Sanıklardan İskender Şahin, Nebil Kabasakal, Ali Ekşi, Ferdi Gazel, İsmail Gürbüz, Umut Düzel, Hacel Sat, Ali Düzel, Muhammed Ali Sertel, Süleyman Okur, Yıldıray Çetin ve Aykan Hamurcu'nun bombalama eyleminden haberdar olduğunun belirlenemediğini ifade eden Taşkıran, ancak bu kişilerin, patlamaları gerçekleştirenlerin terör örgütü üyesi olduklarını bildiğini, bunlarla irtibat halinde bulunduklarını, talimatlarına uyduklarını ve onlara yardım ettiklerini bildirdi.

Taşkıran, sanıklar Küçükdüveyki ve Gümüşlü'nün hazırlık süreci boyunca patlamayı organize eden sanıklarla görüştüğü, terör örgütü üyesi olduklarını bildiği, talimatlarına uyduğu, gizlilik içerisinde hareket ettiği, araca 'zula' denilen gizli bölmeler yapmanın suçta kullanılmaya yönelik olduğunu bildiklerini anlatan Taşkıran, bu kişilerin eylemlerinin 'örgüt içerisinde yer almaksızın örgüte bilerek ve isteyerek yardım olduğunu' vurguladı.

- 53 kez ağırlaştırılmış müebbet

Savcı Taşkıran, sanıklardan Eskiocak, Genç, Büyükkasım, Mansuroğlu, Özdemir, Evet, Ördek, Nazik ve Kılıç'ın 'devletin birliğini ve ülke bütünlüğünü bozmak' ile 52 kişiyi 'kasten öldürmek' suçundan 53'er kez ağırlaştırılmış müebbet hapis cezasına çarptırılmalarını istedi.

Bu sanıkların 52 kişiyi 'öldürmeye teşebbüs' etmek suçundan bin 560'ar yıla kadar mahkumiyetini talep eden Taşkıran, sanıkların ayrıca 'patlayıcı madde temin etmek, bulundurmak, nakletmek', 'kasten yaralama' ve 'mala zarar verme' suçlarından cezalandırılmaları isteğini dile getirdi.

Sanıklardan İskender Şahin, Nebil Kabasakal, Ali Ekşi, Ferdi Gazel, İsmail Gürbüz, Umut Düzel, Hacel Sat, Ali Düzel, Muhammed Ali Sertel, Süleyman Okur ve Yıldıray Çetin hakkında 'örgüte üye olmamakla birlikte örgüt adına suç işlemek' ve 'suçluyu kayırmak' suçlarından 20'şer yıla kadar hapis cezası talebinde bulunan Taşkıran, Küçükdüveyki ve Gümüşlü'nün 'örgüt içindeki hiyerarşik yapıya dahil olmamakla birlikte örgüte bilerek veisteyerek yardım' suçundan 15'er yıla kadar mahkumiyetlerini istedi.

Sanıklardan Muhammet Gümüş, İnan Köseoğlu ve Mahmut Alper Düzgün'ün, mahkumiyetlerine ilişkin delil bulunmadığı gerekçesiyle beraatini isteyen Taşkıran, dosyanın uzamaması dikkate alınarak, Mihraç Ural, Ömer El Hatip, Muhammet Dip Korali, Yusuf Nazik, Cengiz Sertel, Ercan Bayat, Temir Dükancı ve Aykan Hamurcu'nun dosyalarının ayrılması talebinde bulundu.

Mahkeme heyeti, sanıklar ve avukatlarına esas hakkında savunmalarını hazırlamaları için süre vererek duruşmayı erteledi.
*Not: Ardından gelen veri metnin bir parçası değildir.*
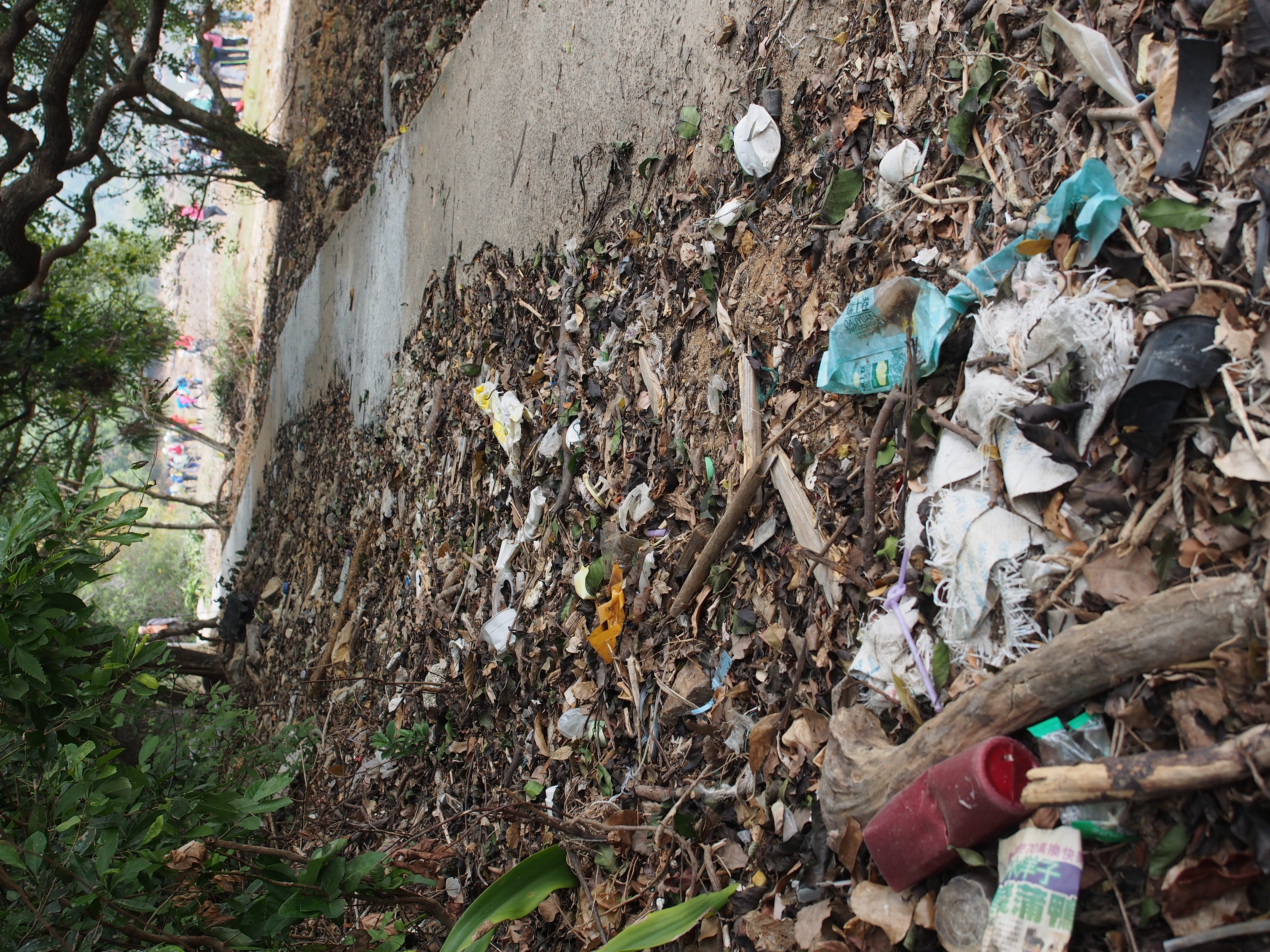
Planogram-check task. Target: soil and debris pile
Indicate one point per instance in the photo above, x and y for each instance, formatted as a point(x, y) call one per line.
point(705, 540)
Sanıkların tutukluluk halinin devamına hükmeden heyet, firarilerin yakalanması yönündeki kararların devamını kararlaştırdı.

Bu arada, duruşmanın sonunda, saldırıda ölenlerin bazı yakınları, sanık avukatlarına tepki gösterdi.

Duruşma salonu önünde de bu kişilerle polis arasında tartışma çıktı. Çevik kuvvet polislerinin müdahalesi sırasında davanın müdahili bir kişi başından yaralandı.

- Davanın geçmişi

Hatay'ın Reyhanlı ilçesinde 11 Mayıs 2013'te bomba yüklü araçlarla düzenlenen 2 ayrı saldırıda 53 kişi hayatını kaybetmişti.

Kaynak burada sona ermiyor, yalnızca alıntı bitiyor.